人間、不安な時はいつでもふわふわなものに惹かれるものである。その点、大容量サイズのベッドは今の不安を受け止めるのに適しているように見えた。何せ物凄く暖かそうだし。
 あと数秒遅かったら、策間はベッドにダイブして夢の続きを見ていたことだろう。そうならなかったのは、純粋に運が良かったか勘が良かったかのどちらかだ。全体重をベッドに預ける直前で、策間はシーツの上の先客に気が付いたのだった。
「あ……?」
 始めはなんだったのかよくわからなかった。波打つ白いシーツの上で、それはあまりに色の濃い物体だった。それに、人間として見るにはやけに細い。余計なものを削ぎ落した肉体、と呼べば聞こえがいいようだけど、ベッドの上のそれは、何だかずっと大切なものを失っているように見えた。黒く落ち窪んだ目。長い影のように見える肉体。
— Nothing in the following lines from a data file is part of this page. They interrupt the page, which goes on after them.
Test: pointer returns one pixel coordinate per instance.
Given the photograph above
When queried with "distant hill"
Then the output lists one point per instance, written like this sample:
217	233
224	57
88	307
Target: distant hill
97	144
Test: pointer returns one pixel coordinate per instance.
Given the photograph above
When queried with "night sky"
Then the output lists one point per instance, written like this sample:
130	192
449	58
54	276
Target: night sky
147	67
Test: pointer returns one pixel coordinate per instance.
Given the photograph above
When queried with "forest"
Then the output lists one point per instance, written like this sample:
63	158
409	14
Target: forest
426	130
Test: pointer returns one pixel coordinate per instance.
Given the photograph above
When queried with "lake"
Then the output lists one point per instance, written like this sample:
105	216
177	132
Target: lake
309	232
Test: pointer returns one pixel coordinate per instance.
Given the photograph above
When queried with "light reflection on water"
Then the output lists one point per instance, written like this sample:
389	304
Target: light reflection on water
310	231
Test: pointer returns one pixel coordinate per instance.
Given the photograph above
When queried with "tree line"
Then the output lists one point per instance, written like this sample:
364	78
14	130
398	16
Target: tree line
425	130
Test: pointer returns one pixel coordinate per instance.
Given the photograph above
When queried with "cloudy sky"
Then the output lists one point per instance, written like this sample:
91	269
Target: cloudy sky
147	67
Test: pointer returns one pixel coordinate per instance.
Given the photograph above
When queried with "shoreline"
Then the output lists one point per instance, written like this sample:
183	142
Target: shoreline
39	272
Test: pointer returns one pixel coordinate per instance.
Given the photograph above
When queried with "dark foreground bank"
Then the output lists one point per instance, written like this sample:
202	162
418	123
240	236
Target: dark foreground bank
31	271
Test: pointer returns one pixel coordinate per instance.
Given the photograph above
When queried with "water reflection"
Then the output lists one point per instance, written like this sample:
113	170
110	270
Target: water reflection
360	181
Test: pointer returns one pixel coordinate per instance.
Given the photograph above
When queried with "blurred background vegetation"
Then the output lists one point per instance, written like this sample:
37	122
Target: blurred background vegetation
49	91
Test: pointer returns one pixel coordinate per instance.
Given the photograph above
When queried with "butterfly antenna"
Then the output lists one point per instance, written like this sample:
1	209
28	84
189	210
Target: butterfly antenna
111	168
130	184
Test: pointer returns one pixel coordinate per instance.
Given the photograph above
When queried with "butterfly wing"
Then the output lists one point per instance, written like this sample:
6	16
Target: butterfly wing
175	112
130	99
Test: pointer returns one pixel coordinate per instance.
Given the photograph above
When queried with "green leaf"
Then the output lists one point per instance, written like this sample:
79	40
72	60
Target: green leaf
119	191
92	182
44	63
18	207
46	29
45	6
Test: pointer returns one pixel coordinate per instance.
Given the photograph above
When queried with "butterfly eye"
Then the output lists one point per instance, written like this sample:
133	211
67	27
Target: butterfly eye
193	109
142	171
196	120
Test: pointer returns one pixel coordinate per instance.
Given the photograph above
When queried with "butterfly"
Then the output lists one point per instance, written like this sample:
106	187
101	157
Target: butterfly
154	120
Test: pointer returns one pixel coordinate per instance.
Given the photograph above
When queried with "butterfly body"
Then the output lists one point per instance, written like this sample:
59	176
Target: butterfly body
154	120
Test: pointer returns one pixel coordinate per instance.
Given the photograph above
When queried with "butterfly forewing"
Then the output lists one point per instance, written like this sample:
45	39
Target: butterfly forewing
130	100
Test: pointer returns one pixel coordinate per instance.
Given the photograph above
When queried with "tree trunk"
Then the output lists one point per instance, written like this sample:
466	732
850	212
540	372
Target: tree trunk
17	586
 その正体に気が付いた時、策間は絶叫しながら床に転がった。
 ベッドの上にあったのは、見紛うことなき焼死体だった。名探偵の助手をやっている彼でさえも、数回しか見たことのない死体である。酷い有様になっているというのに、その死体は恭しくベッドに寝かされているのだ。そのアンバランスさが、一層気持ち悪かった。
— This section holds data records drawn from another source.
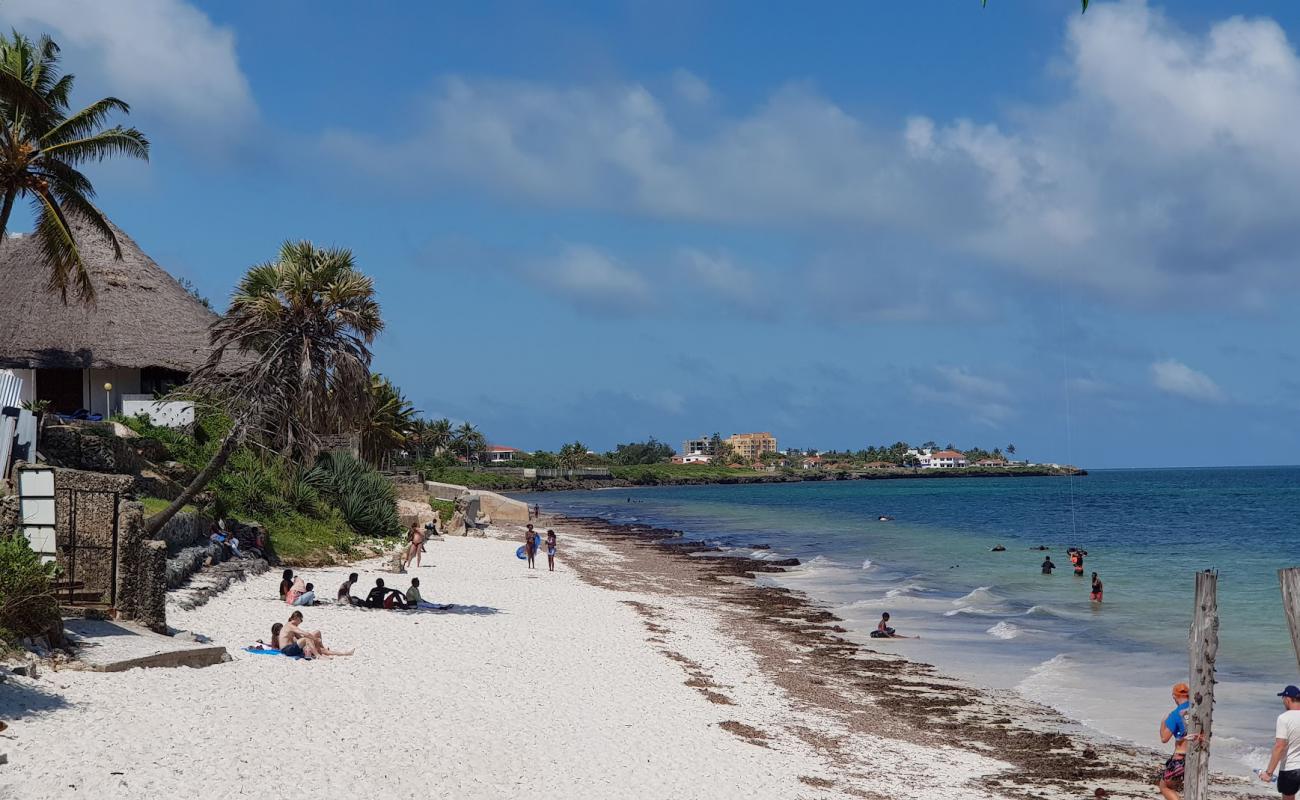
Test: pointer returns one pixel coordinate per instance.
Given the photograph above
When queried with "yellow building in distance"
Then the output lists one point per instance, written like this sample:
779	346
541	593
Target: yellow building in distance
749	446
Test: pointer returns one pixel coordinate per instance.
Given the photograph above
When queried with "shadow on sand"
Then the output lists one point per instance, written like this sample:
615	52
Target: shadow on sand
18	700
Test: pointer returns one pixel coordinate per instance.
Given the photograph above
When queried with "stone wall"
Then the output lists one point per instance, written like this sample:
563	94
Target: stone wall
502	509
141	571
185	530
443	491
89	446
408	487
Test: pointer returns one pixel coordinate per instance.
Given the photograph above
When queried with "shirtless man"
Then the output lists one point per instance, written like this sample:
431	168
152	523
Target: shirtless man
416	537
307	640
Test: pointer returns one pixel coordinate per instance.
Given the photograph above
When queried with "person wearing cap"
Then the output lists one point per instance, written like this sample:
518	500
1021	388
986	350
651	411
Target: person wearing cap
1174	726
1285	760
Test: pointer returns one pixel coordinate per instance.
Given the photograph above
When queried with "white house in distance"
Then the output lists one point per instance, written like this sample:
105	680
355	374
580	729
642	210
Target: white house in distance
499	453
143	334
945	459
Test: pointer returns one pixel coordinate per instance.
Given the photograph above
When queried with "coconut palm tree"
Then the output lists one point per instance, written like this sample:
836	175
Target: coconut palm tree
290	358
40	147
468	441
389	423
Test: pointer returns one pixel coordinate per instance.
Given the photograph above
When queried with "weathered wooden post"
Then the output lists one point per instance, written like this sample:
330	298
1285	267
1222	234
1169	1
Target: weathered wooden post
1203	648
1290	580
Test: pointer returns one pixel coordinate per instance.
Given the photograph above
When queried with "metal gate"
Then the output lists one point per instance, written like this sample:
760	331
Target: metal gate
89	550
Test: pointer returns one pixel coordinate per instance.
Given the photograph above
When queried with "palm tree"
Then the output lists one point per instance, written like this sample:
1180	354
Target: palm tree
40	147
468	441
390	420
290	358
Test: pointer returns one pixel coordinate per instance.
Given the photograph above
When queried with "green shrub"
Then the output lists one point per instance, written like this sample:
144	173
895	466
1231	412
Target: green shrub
27	604
445	509
365	498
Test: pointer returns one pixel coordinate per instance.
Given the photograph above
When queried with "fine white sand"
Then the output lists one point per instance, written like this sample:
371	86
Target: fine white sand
536	686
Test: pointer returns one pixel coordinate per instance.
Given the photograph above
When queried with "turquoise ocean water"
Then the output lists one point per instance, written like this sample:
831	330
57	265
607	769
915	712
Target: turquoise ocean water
993	618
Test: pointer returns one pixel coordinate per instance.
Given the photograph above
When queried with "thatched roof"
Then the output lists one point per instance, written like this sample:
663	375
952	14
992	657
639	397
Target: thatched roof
141	316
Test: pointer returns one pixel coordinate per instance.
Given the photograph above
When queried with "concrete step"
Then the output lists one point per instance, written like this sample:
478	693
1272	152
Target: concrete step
104	645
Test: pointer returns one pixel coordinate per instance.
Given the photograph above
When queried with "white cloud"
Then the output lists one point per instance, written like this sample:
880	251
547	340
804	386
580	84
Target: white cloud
722	280
593	280
690	87
1165	171
987	401
165	57
1177	377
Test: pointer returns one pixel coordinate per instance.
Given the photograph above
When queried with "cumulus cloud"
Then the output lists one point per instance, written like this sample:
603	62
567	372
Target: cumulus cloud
986	400
723	281
1164	171
1177	377
593	280
165	57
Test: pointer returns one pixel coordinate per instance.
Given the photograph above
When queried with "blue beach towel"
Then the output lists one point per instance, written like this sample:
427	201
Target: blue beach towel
267	652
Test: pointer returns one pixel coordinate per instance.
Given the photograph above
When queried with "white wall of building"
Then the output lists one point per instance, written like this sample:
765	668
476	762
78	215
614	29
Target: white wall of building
125	381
 震えて床を這いずりながらも、策間の絶叫は止まらなかった。見知らぬ部屋、綺麗な調度品、そして焼死体。個々の要素だけでも十分に受け入れがたいものなのに、それらが一気に策間のことを襲っている。耐えられるはずがなかった。
 それでも素直に叫ぶことで、少しだけ気分が落ち着いた。ここまでくると悪夢か猟奇事件のどちらかである。不可解な状況に物騒な要素が投げ込まれたら、それは単なる殺人事件だ。ここに自分の雇い主がいたら、冷静に部屋を分析するだろう。そう思って、もう一度部屋に目を凝らす。
 すると、わかりやすいところに更なるヒントがあった。最早ヒントとも呼べないかもしれない。殆ど明快な答えだ。壁の一面を使って、『それ』はこの部屋が何であるかを的確に示してくれていた。

『セックスしないと出られない部屋』

 優雅な明朝体で書かれたその言葉に、策間は素直に面食らった。出られない部屋、まではわかる。実際にこの部屋には出口が見当たらない。セックスの意味も一応わかる。策間だってれっきとした成人男性だ。でも、その二つが組み合わさると、もうどうしていいかわからない。セックスしないと出られない部屋。出られない部屋!
 さっきと同じくらいの声量で、策間は絶叫した。セックスしないと出られない部屋に、自分が閉じ込められている!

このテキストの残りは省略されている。